Uitspraak
22.2757 PW, 22/2758 PW-VV
OVERWEGINGEN
BESLISSING
- verklaart het hoger beroep niet-ontvankelijk;
- verklaart het verzoek om een voorlopige voorziening niet-ontvankelijk.
Centrale Raad van Beroep
In deze zaak heeft de Centrale Raad van Beroep op 21 maart 2023 uitspraak gedaan in hoger beroep en op een verzoek om een voorlopige voorziening. De appellant, die laatstelijk woonachtig was te Nijmegen, heeft hoger beroep ingesteld tegen een uitspraak van de rechtbank Gelderland van 5 augustus 2022. Echter, tijdens de procedure is de appellant overleden. Gelet op artikel 8:26, tweede lid, van de Algemene wet bestuursrecht (Awb) heeft de Raad in de Staatscourant van 5 december 2022 een oproep gedaan aan de erfgenamen van de appellant om zich te melden en aan te geven of zij de procedure wensen voort te zetten. Tot op heden heeft niemand zich gemeld als erfgenaam die het geding zou willen voortzetten.
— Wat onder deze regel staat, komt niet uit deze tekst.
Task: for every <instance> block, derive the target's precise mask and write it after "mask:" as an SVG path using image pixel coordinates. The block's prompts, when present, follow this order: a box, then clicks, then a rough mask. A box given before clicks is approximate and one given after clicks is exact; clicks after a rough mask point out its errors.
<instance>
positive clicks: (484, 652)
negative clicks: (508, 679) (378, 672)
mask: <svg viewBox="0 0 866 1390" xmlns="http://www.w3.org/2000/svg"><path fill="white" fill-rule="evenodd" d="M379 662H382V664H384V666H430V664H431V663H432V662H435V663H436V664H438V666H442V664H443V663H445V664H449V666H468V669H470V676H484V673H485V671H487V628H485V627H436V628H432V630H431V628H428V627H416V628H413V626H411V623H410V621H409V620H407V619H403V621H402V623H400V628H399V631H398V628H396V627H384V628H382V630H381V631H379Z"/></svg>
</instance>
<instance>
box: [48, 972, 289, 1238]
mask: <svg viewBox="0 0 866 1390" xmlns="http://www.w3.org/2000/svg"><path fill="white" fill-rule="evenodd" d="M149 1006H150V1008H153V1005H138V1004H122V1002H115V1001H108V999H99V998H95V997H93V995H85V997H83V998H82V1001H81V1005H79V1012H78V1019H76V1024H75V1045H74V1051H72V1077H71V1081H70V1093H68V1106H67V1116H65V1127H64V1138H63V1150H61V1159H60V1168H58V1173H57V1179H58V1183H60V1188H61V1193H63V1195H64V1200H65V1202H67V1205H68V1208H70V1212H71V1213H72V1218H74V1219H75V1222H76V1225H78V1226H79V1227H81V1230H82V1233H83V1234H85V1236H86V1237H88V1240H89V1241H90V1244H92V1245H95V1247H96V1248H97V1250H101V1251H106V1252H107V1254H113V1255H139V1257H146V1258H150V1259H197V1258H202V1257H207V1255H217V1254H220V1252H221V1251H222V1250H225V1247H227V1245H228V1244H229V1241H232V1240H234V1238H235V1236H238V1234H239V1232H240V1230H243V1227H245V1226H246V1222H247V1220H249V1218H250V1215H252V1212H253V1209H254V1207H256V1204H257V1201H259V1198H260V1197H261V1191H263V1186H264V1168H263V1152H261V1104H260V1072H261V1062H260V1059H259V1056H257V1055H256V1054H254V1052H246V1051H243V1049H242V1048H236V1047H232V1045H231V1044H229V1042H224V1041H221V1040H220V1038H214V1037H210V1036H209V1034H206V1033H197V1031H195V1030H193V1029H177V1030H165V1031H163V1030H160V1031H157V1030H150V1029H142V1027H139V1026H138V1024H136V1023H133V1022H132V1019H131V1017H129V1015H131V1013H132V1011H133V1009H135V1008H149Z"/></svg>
De Raad heeft vastgesteld dat er geen processueel belang meer is om het hoger beroep en het verzoek om een voorlopige voorziening te beoordelen, aangezien de indiener van het hoger beroep is overleden en er geen erfgenamen zijn die de procedure willen voortzetten. Daarom heeft de Centrale Raad van Beroep besloten het hoger beroep en het verzoek om een voorlopige voorziening niet-ontvankelijk te verklaren. Tevens is er geen aanleiding voor een proceskostenveroordeling, aangezien de procedure niet verder kan worden voortgezet.
De uitspraak is gedaan door A.J. Schaap, in tegenwoordigheid van M. Zwart als griffier, en is openbaar uitgesproken op 21 maart 2023.